Dopo aver vinto all’ultimo Festival di Cannes il premio per la miglior attrice per l’intensa e convincente prova di Bérénice Bejo, Le Passé di Asghar Farhadi è stato presentato a Firenze all’interno della quinta edizione di France Odeon. Il film, che da noi s’intitolerà Il Passato e uscirà al cinema il 21 novembre, è stato realizzato e prodotto in Francia dalla Memento Films e France 3 Cinéma con la partecipazione della BIM Distribuzione.
Ahmad torna a Parigi dall’Iran dopo quattro anni di assenza per formalizzare il divorzio dall’ex moglie Marie che nel frattempo ha intrapreso una nuova relazione con Samir. La donna, che vive con le due figlie avute da un precedente matrimonio in un appartamento in periferia insieme al nuovo compagno e al suo figlioletto, chiede ad Ahmad di aiutarla con Lucie, la sua primogenita con la quale negli ultimi mesi ha un rapporto teso e conflittuale. Nel tentativo di parlare con la ragazza l’uomo viene a sapere che la moglie di Samir, il nuovo compagno di Marie, è in coma da diversi mesi dopo un tentativo di suicidio che potrebbe essere stato causato proprio dalla scoperta della relazione extraconiugale del marito.

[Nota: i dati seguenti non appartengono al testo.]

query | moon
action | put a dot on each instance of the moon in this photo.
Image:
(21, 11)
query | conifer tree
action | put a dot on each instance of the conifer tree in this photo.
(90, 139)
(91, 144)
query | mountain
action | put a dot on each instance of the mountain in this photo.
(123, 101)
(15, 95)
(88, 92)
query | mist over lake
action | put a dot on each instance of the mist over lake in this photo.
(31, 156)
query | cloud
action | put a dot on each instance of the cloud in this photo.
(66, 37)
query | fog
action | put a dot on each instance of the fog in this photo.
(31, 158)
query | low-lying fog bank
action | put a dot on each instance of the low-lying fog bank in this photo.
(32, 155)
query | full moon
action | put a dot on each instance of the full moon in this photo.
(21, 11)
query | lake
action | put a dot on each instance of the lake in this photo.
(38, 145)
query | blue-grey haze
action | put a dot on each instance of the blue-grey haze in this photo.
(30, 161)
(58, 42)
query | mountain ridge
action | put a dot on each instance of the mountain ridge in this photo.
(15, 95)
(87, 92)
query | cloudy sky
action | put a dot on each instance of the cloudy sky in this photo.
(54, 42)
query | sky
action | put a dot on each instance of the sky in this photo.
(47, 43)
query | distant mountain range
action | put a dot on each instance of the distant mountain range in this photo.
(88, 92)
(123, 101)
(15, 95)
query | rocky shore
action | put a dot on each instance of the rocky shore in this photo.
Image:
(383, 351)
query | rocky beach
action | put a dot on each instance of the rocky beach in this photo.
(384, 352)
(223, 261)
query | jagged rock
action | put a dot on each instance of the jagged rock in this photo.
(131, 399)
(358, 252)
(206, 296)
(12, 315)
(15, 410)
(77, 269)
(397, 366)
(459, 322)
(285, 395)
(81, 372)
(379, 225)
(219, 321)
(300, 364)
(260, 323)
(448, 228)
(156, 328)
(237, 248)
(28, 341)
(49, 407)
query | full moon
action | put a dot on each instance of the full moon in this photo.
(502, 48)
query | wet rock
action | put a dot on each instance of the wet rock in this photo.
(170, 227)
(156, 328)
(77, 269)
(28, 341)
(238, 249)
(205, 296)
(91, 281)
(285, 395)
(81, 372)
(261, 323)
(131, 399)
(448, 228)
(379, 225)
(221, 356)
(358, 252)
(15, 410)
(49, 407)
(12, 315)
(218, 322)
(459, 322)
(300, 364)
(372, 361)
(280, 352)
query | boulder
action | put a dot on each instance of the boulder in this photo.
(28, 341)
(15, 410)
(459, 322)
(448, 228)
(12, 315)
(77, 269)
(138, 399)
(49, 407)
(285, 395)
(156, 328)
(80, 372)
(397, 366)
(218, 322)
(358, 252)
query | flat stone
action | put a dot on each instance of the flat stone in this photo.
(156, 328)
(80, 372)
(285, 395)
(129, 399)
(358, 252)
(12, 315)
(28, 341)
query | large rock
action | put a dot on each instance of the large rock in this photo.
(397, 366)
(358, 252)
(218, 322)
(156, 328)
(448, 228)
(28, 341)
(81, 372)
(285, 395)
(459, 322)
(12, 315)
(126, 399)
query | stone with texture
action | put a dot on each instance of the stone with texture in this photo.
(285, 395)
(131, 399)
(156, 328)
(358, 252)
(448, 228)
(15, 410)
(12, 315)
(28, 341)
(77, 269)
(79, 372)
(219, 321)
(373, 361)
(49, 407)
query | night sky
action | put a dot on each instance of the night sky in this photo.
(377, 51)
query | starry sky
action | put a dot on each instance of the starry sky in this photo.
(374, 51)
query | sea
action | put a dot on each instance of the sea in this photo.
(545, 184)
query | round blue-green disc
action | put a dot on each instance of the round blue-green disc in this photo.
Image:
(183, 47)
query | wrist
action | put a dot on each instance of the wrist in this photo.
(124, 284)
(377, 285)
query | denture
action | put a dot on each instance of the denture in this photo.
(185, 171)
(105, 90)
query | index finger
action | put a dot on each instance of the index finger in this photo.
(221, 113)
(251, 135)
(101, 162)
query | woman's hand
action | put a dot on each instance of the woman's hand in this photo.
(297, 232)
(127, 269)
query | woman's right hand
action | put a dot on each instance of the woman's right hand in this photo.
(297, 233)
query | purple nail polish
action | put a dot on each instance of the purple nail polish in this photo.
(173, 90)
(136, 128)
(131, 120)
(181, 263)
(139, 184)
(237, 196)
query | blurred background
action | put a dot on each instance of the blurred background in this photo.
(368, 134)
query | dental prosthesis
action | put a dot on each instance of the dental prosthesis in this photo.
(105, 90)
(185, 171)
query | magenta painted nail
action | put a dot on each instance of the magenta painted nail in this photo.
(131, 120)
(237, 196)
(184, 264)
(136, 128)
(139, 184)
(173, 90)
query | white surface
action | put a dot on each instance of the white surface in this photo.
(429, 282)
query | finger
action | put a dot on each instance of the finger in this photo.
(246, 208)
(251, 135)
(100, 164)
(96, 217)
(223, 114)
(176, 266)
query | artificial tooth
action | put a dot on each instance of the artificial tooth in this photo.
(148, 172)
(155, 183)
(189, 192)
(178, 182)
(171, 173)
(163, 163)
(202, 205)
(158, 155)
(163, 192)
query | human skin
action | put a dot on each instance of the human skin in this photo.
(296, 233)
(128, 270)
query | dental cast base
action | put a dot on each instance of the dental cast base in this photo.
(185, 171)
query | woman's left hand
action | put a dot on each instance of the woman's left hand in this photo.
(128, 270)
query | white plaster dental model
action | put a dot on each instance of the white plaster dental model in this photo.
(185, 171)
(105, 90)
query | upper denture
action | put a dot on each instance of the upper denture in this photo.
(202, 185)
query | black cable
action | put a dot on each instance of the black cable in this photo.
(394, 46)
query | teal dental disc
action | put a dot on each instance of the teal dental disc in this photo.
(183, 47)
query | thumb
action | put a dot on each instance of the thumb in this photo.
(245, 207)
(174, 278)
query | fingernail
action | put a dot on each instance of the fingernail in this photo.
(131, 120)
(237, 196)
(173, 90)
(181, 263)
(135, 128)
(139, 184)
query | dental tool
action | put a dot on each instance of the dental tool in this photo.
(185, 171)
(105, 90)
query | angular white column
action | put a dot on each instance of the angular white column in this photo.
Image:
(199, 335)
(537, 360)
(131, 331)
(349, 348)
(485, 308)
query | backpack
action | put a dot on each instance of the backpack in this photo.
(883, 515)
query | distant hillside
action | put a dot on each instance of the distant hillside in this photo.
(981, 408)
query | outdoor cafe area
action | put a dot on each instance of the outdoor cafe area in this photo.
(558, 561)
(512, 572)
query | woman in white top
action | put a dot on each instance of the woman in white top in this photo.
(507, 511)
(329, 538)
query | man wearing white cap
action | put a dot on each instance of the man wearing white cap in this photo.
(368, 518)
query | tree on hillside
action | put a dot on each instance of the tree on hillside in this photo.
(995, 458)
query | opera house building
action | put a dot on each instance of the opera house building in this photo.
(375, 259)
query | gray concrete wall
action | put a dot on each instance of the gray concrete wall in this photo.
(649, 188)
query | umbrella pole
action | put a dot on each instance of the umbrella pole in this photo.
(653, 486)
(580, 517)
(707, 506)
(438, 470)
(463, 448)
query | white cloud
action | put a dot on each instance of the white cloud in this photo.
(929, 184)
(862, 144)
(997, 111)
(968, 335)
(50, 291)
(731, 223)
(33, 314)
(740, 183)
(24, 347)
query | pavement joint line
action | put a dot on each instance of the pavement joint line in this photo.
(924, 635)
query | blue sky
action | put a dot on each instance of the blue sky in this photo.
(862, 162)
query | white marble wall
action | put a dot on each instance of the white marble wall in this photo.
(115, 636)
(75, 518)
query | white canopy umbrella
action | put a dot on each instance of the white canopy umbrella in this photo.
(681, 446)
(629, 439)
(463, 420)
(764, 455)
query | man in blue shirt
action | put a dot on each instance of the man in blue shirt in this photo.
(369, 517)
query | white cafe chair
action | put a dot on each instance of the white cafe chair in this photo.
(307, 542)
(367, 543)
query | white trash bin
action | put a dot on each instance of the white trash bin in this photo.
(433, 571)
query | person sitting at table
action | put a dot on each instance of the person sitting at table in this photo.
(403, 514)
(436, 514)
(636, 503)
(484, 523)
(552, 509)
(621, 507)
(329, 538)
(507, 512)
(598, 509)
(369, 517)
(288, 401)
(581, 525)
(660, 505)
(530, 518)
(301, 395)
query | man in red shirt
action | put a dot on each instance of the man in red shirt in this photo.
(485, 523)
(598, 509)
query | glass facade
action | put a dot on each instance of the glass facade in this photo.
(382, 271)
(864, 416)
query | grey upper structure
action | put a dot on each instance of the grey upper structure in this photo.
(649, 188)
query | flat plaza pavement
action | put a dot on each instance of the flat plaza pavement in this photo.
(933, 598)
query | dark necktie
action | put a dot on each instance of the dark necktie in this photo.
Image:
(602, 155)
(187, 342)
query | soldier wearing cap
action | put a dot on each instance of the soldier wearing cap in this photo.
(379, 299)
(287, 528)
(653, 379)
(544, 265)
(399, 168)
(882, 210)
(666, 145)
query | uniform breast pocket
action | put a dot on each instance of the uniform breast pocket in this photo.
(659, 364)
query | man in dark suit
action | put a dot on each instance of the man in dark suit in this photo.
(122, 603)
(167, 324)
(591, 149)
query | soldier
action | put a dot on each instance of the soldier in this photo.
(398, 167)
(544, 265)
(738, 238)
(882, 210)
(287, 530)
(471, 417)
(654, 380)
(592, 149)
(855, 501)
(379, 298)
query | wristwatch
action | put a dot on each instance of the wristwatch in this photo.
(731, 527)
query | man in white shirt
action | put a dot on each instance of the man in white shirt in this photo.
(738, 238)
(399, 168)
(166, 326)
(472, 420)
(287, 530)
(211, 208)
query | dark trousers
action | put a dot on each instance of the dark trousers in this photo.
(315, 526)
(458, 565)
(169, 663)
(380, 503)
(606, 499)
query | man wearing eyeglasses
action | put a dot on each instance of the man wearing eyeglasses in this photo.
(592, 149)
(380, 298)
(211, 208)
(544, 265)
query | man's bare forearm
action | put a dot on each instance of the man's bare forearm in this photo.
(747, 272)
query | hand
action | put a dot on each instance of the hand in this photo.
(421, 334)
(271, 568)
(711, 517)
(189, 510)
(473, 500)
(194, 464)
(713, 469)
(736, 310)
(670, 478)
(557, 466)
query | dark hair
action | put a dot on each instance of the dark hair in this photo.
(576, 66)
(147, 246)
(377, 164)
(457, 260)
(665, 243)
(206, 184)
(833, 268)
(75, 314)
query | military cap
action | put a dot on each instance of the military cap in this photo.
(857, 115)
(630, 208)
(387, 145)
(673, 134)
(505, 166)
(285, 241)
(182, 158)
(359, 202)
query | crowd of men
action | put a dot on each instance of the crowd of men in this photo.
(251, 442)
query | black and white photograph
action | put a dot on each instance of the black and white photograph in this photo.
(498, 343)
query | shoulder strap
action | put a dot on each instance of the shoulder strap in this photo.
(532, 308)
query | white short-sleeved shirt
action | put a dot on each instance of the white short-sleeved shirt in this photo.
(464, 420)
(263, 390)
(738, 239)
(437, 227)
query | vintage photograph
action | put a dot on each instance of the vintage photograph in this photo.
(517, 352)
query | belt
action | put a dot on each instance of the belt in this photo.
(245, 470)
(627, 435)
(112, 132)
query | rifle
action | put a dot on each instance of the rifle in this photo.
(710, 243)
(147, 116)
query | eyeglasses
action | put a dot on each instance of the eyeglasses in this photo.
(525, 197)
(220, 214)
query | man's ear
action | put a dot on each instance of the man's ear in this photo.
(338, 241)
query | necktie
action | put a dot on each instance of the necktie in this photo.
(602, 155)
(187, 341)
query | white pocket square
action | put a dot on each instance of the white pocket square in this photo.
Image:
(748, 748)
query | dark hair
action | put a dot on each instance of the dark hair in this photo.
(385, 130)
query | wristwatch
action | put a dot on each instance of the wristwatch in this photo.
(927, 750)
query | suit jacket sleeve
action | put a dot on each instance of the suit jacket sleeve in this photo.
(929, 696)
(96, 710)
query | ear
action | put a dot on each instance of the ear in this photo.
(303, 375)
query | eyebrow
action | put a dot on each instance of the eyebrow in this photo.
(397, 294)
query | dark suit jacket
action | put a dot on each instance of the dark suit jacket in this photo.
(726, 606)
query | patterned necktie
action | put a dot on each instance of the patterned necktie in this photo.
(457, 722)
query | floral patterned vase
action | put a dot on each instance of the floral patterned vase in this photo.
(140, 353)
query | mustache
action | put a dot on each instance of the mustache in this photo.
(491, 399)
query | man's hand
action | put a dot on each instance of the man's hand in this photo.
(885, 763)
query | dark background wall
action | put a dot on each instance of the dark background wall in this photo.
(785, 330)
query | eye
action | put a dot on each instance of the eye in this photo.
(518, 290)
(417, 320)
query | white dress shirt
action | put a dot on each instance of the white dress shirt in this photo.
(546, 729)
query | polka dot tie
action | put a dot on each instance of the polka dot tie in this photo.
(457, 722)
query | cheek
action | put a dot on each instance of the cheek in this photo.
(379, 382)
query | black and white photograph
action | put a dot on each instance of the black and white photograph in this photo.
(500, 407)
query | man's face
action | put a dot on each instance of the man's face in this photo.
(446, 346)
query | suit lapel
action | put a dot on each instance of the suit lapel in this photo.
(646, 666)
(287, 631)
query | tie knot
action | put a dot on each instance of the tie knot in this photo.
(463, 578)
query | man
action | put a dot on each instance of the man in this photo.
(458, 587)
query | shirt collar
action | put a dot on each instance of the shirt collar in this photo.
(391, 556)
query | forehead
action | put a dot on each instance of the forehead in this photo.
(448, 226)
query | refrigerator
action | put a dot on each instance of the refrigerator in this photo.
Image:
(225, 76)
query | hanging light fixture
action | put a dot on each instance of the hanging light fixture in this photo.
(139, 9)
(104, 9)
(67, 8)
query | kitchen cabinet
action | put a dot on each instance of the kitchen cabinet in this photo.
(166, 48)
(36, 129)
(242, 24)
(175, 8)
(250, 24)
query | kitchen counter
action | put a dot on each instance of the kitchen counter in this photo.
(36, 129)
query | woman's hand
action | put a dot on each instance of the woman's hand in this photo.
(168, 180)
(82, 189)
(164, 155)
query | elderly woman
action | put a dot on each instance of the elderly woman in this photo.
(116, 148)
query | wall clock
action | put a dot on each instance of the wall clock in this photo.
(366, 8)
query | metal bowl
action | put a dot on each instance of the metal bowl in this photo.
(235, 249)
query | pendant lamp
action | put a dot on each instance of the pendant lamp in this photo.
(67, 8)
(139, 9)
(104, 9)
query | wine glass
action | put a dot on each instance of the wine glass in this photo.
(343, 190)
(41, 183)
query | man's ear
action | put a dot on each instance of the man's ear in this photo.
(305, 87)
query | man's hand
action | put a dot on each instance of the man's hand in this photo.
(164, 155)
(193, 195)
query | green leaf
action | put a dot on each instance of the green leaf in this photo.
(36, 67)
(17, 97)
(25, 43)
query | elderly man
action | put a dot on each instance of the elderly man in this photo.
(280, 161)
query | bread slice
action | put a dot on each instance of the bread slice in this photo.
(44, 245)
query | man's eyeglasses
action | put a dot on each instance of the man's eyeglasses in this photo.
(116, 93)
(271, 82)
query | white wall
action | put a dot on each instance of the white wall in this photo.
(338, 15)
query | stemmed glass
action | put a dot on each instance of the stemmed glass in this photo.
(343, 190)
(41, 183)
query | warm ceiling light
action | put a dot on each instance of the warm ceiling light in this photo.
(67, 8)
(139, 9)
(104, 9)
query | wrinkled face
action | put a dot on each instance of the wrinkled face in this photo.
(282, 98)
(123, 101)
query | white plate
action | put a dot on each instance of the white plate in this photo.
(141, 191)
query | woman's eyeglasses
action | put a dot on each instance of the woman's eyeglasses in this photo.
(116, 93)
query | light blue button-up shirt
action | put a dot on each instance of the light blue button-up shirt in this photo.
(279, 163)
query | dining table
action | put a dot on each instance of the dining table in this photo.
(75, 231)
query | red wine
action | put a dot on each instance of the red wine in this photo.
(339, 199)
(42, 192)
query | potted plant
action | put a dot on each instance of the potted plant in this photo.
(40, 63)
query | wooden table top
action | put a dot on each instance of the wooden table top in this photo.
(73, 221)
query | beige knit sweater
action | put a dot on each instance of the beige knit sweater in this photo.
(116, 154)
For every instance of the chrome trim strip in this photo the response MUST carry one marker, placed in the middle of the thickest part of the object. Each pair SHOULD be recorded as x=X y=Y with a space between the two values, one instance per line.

Farhadi ricomincia dunque da dove si era concluso Una Separazione, il suo pluripremiato lungometraggio precedente che lo aveva consacrato a livello internazionale facendolo conoscere al grande pubblico grazie all’Oscar vinto nel 2012 per il miglior film straniero. Con Le Passé il regista iraniano torna nuovamente in lizza per l’ambita statuetta essendo stato candidato a rappresentare l’Iran nella corsa agli Oscar 2014 sebbene il film sia una produzione europea, principalmente francese, scatenando non poche polemiche a riguardo.
Lo script del film, composito e articolato, firmato come sempre dallo stesso Farhadi, si districa pian piano sul grande schermo in maniera fluida e naturale, rendendo al meglio quel senso di realismo tanto caro al suo autore. La trama principale ne contiene al suo interno diverse altre che svelano via via nuovi particolari, facendo emergere nuovi elementi che rendono complessi, difficoltosi e intricati i rapporti tra i vari personaggi.
Asghar Farhadi pone l’accento su quanto sia difficile fare i conti col proprio passato, con i sensi di colpa, i rimpianti e i ripensamenti ma allo stesso tempo fa vedere quanto sia arduo riuscire a voltare pagina lasciandosi alle spalle il proprio trascorso. In Le Passé, girato prevalentemente in interni, assistiamo al dramma di vari personaggi, percepiamo il loro dolore, la loro angoscia e soprattutto la loro solitudine. La gioia e la serenità non abitano da queste parti, perfino i bambini di questa famiglia allargata ne sono sprovvisti; del resto non potrebbe essere altrimenti, costretti come sono a vivere le sofferenze dei loro padri e delle loro madri, a dover fare i conti con un perenne senso d’abbandono. Nel film sono rari e sporadici i gesti di tenerezza e d’amore nei confronti degli altri, i protagonisti parlano tra loro ma non riescono a comunicare realmente, divisi come sono da un muro di sospetti e diffidenze.
Impeccabile la direzione degli attori, con un terzetto di protagonisti particolarmente ispirato. Se la Bejo, che il pubblico italiano conosce quasi esclusivamente per la sua performance in The Artist, per questo ruolo ha trionfato a Cannes non sono certo da meno Tahar Rahim, attore francese in grande ascesa dopo essersi fatto notare qualche anno fa nell’intenso film di Audiard Il Profeta, e soprattutto Ali Mosaffa, interprete iraniano nonché regista con all’attivo un paio di pellicole dietro la macchina da presa, che ci regala una prova a dir poco magistrale nei panni di Ahmad. La particolare struttura narrativa di Le Passé fa sì che nella parte iniziale lo spettatore sia portato ad empatizzare proprio con il personaggio di Ahmad per poi spostare il fulcro del racconto su Marie ed in seguito su Samir in un finale aperto di rara bellezza.
Al suo debutto europeo Asghar Farhadi si conferma come uno degli autori più importanti emersi negli ultimi anni a livello internazionale con un film che, privato per forza di cose delle implicazioni socio-politiche che caratterizzavano i suoi lavori iraniani, conserva una forza e una solidità narrativa insite da sempre nel suo cinema e qui tutte incentrate sul dramma esistenziale dei suoi personaggi.